Parag Khanna, a Singapore-based global strategist, says that all of this may signal that, after years of forecasts of a Chinese juggernaut, we may have reached what he calls "peak China."
- The 5G race: The highest-profile current global technological rivalry is in 5G, the coming step change in communications and connectivity. Huawei, the Chinese giant, is ahead both technologically and logistically.
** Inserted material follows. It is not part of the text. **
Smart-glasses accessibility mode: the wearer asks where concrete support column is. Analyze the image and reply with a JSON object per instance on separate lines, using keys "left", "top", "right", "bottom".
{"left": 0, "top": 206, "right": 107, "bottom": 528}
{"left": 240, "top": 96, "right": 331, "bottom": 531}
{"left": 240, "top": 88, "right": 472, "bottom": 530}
But the U.S. is pushing allies hard to block Huawei's system.
- The U.S. is also pushing against Chinese espionage: In reports and presentations around the world, NSA and military officials are warning of a grave long-term threat by Chinese hacking.
- Abroad, too, counter-balancing is going on: The EU, Japan and India have all launched cross-regional infrastructure initiatives meant to counter China's massive Belt and Road infrastructure system.
"China is experiencing in just three years of expansionism the kind of pushback it took 300 years to muster against some European empires," Khanna, author of "The Future is Asian," tells Axios.
- China is fighting it: At a dinner in Washington, D.C., last night, hosted by Arizona State University, Slate and New America, Chen Futao, head of the science and technology section at the Chinese Embassy, argued against decoupling the U.S. and Chinese economies, a much-discussed idea in U.S. foreign policy circles.
- Chen especially fought accusations that some Chinese students spy for Beijing and that Chinese companies steal technology for their products. "We believe our innovation is a result of our own research, not stealing," Chen said.